The Flink JobManager coordinates the scheduling and resource management for each stream pipeline.
By default, a single JobManager is created for each pipeline.
This creates a single point of failure - if the JobManager crashes, the running pipeline fails.

To prevent this from happening, enable the high availability option of the Flink JobManager.
It reduces processing downtime to near zero and is beneficial for time-sensitive stream data processing applications.
When high availability is enabled, another JobManager is used as a standby for the pipeline.
These multiple JobManagers are managed by ZooKeeper, which coordinates leader selection and pipeline state.
This second JobManager is deployed in a different availability zone to the first.
If the primary JobManager fails, the standby JobManager quickly takes over and the pipeline continues to run.
The failed primary JobManager is also restarted, and it becomes the new standby JobManager to reestablish high availability to protect against future failures.

The option to enable High Availability is available during the Activate,
Resume, and Upgrade operations.

Please note that enabling this feature introduces additional cost for the additional resources.
These additional resources required to run a stream pipeline JobManager with high availability are:

Resources for the second JobManager (same size as the first one).
Resources for the ZooKeeper: 1.5 CPU and 1.5 GB of RAM.

The cost of these additional resources is added to the original cost of the pipeline.

More information is available in the Apache Flink documentation on high availability.

Enable multi-region setup for pipelines

For both batch and stream pipelines that require minimum downtime in the event of a primary region failure, the pipeline
can be configured with the multi-region option so that if the primary region fails, the pipeline is automatically transferred to the secondary region.

The running pipelines are restarted in the secondary region and the non-running pipelines are transferred as they are.
When the primary region is alive again, the pipelines are transferred back to it with the same care.

For example, if the primary region fails, an On-demand (Run now) batch pipeline in the Running state is automatically reactivated in the secondary region.
However, a Failed On-demand batch pipeline needs to be manually reactivated.

For a batch pipeline, the Spark history details are also transferred during a region failure.

Note

Additional cost for multi-region setup
The transfer of the pipeline state between two regions is billed as part of Pipeline I/O.

To enable multi-region setup, make sure that the following settings are configured:

For a pipeline to work successfully in the secondary region, the input and output catalogs used by the pipeline must be available in the secondary region.
For a stream pipeline to successfully utilize the multi-region option, it's important to enable checkpointing within the application code
to allow Flink to take periodic savepoints while running the pipeline in the primary region.

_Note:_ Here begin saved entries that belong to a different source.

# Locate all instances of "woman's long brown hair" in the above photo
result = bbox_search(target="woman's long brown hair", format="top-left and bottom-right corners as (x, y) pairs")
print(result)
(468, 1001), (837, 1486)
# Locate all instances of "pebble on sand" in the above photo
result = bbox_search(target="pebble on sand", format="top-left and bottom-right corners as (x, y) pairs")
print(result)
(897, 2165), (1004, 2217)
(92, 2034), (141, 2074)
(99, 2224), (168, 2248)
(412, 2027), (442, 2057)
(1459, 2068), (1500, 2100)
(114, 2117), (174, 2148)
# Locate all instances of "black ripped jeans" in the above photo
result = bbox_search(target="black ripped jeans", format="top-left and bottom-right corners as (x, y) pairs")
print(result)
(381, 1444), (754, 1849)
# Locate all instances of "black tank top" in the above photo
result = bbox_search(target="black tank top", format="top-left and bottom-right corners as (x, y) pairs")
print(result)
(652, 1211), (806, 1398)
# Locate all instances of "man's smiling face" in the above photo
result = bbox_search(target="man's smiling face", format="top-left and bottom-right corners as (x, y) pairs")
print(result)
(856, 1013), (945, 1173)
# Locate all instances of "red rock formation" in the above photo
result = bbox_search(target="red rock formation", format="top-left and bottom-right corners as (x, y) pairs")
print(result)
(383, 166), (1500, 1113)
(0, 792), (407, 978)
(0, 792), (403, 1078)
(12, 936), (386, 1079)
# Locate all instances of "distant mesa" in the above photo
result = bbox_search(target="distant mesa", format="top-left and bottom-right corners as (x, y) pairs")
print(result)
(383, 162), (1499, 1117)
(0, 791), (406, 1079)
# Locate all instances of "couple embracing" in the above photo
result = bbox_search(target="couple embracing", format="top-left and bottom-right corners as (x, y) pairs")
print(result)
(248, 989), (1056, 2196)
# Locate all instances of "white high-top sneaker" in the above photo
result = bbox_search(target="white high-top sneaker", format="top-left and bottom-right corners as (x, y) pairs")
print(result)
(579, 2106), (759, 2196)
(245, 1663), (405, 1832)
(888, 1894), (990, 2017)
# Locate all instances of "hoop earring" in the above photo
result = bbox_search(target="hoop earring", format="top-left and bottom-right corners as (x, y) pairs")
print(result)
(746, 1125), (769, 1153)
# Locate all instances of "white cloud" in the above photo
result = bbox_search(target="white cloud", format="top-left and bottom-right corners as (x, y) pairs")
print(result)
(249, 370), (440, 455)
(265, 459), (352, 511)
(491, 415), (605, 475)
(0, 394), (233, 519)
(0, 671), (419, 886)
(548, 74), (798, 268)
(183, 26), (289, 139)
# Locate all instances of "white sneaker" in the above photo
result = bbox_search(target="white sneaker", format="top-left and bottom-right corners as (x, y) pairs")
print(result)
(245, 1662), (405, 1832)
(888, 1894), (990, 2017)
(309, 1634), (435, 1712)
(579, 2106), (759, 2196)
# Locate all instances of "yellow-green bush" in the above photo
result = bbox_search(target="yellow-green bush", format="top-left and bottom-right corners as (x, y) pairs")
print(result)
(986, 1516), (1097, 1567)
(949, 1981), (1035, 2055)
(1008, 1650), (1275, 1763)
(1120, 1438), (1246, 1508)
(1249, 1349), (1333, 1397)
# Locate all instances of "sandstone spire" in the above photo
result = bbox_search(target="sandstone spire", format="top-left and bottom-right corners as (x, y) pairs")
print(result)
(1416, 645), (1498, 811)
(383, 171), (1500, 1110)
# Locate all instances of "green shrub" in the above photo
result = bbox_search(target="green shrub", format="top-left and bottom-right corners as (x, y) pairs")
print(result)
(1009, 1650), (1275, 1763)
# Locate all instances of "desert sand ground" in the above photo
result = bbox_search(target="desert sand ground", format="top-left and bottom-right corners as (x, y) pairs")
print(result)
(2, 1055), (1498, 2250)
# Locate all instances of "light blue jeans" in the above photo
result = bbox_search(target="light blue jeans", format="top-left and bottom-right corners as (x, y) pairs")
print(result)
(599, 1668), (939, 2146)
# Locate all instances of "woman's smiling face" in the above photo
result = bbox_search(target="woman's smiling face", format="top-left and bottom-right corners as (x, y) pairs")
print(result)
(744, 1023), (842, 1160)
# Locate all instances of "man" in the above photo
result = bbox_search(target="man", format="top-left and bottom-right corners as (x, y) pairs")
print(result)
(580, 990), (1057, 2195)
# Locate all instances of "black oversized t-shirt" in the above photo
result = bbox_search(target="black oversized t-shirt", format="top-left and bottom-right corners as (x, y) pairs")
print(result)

When the primary region fails,
the last available savepoint is used to restart the pipeline in the secondary region. For more information on checkpointing and savepoints,
see the Enable checkpointing for stream pipelines chapter.

Without a multi-region setup, your pipelines are vulnerable to downtime if the primary region experiences a failure.
This can result in operational disruptions, impacting overall pipeline reliability and performance.